Petrography and Raman spectroscopy of diogenites, Northwest Africa 10268 and 7464
meteorites, shock pressure
The study of meteorites is crucial to understanding the geological evolution of our early solar system. In this study, we observe optical and chemical properties of two diogenite meteorites (Northwest Africa 7464 and 10268) that originated from the second-largest asteroid, 4 Vesta. By studying the mechanical deformation and transformation features of feldspar, olivine and pyroxene grains within the samples, we are able to constrain the shock stage of each meteorite. Northwest Africa 7464 and 10268 were both observed using a scanning electron microscope, an energy dispersive X-ray spectrometer, an electron microprobe, a petrographic microscope and a Raman spectrometer. Northwest Africa 7464 exhibits weak mosaicism and planar fractures in pyroxene, as well as, undulatory extinction and planar fractures in olivine. These features suggest a weakly shocked S3 meteorite consistent with a shock pressure of between 5-15 GPa.
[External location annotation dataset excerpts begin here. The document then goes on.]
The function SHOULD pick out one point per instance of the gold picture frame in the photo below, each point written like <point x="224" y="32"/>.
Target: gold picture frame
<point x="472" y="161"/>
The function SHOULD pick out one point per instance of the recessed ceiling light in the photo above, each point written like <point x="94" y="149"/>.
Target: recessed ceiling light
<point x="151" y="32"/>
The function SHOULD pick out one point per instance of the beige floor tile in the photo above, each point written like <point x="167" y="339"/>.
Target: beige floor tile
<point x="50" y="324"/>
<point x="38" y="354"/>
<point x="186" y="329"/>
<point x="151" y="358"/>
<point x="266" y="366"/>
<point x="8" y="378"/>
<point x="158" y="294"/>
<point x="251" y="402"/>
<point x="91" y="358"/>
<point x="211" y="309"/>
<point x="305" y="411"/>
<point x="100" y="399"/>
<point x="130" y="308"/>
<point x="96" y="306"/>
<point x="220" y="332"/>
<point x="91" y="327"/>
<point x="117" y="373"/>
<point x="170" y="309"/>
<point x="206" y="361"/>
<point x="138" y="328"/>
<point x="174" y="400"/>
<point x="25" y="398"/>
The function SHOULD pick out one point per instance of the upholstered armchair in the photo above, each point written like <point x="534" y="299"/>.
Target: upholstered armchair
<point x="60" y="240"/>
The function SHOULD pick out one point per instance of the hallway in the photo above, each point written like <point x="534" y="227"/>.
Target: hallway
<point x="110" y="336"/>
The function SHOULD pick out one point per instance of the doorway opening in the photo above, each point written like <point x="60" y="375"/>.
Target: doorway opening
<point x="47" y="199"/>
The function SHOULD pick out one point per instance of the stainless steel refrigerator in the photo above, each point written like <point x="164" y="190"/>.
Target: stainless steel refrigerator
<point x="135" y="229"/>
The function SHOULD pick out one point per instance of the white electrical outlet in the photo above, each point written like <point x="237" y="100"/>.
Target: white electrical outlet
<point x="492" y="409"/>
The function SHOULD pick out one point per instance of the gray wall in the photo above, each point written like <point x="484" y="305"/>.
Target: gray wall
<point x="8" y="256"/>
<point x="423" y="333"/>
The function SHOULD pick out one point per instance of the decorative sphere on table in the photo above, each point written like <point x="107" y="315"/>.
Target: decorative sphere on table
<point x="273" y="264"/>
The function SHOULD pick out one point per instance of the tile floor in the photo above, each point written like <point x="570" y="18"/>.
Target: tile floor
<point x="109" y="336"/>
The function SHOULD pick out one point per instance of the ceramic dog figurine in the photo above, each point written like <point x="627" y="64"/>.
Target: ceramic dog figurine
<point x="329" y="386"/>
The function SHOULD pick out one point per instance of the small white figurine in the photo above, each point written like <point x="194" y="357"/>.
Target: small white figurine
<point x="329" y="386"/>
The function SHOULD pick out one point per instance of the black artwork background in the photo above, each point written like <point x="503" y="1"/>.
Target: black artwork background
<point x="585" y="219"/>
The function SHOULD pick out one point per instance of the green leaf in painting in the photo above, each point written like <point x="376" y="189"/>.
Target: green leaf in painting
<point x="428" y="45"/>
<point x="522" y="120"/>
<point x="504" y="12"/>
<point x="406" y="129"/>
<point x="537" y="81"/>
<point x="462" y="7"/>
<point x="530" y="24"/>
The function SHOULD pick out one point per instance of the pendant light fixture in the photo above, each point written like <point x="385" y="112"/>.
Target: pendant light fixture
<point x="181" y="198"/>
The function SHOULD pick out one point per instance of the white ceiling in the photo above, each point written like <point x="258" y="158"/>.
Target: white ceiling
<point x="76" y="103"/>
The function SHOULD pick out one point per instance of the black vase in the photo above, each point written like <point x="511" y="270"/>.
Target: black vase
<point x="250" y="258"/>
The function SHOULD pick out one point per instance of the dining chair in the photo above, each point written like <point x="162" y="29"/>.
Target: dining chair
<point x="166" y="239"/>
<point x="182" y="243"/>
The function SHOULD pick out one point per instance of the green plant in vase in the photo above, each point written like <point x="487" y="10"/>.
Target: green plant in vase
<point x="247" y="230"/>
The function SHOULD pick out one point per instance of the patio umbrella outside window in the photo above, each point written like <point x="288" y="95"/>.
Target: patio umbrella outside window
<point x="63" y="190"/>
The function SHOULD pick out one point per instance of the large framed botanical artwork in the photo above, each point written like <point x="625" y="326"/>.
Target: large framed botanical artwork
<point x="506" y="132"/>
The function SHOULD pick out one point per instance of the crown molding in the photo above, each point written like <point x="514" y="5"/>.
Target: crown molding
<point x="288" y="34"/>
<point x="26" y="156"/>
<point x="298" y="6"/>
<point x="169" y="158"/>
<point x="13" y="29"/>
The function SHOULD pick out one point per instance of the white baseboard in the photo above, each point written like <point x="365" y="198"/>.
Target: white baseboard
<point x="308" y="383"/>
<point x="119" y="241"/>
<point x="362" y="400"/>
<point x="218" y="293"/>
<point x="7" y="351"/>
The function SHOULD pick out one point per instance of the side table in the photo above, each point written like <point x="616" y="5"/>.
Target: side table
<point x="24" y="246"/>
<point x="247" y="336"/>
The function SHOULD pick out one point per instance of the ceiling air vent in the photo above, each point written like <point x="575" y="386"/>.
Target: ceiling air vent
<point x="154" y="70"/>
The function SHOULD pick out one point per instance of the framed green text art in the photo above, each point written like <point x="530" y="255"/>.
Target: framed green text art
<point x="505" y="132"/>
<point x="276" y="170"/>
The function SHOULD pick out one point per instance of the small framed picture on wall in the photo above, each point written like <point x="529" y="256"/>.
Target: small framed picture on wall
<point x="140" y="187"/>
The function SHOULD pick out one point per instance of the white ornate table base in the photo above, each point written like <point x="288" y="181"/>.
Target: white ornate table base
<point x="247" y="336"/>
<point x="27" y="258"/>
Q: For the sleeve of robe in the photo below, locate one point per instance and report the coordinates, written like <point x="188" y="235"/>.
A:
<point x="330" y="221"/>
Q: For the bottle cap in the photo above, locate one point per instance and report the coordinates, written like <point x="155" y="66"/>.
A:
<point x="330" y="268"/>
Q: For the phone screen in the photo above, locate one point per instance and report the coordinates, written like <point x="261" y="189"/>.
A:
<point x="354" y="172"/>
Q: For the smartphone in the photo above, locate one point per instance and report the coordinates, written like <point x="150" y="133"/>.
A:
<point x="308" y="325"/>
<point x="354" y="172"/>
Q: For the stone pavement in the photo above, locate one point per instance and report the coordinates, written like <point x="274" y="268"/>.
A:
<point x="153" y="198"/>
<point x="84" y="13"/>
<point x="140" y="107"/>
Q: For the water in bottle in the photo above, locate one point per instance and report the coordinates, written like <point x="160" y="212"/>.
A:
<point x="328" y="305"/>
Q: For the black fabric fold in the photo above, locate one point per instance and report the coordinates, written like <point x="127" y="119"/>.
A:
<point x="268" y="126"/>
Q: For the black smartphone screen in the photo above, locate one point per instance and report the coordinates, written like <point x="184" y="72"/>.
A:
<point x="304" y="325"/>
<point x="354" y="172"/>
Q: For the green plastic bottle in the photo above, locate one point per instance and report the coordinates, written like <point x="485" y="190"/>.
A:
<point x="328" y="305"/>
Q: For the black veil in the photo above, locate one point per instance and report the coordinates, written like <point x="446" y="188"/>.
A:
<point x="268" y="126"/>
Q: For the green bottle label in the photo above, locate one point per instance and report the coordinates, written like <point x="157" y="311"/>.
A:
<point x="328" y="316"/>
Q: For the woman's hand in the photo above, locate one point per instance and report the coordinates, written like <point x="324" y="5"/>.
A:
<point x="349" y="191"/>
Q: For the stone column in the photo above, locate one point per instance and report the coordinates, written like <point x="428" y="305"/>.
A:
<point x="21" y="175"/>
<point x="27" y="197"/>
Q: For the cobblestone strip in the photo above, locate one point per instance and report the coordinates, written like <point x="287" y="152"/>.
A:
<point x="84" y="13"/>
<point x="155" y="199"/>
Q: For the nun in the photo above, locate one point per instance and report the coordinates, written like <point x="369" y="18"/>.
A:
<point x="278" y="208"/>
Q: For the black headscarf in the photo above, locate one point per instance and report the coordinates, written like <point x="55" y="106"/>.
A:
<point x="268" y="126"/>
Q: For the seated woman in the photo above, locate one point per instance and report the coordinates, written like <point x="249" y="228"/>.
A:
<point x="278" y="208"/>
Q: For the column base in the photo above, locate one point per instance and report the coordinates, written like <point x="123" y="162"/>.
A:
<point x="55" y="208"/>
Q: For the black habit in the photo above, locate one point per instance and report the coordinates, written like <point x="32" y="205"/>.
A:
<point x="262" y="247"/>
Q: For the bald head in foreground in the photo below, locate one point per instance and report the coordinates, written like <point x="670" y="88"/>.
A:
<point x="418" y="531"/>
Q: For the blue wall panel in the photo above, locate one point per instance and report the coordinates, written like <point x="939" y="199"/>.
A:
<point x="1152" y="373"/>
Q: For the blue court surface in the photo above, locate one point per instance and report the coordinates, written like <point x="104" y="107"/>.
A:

Northwest Africa 10268 contains opaque shock veins associated with the diaplectic plagioclase glass, maskelynite. This host rock exhibits strong mosaicism and undulatory extinction in pyroxene, as well as, twinning in crystalline feldspar. These features are consistent with a moderately shocked S4 meteorite, experiencing a shock pressure of between 15-30 GPa. These results give insight on shock pressure and temperature conditions that occur on 4 Vesta.
Presented on April 26, 2021 at Student Research Day held virtually at MacEwan University in Edmonton, Alberta, and on May 3-4, 2021 at the Undergraduate Research in Science Conference of Alberta (URSCA) held at Concordia University of Edmonton.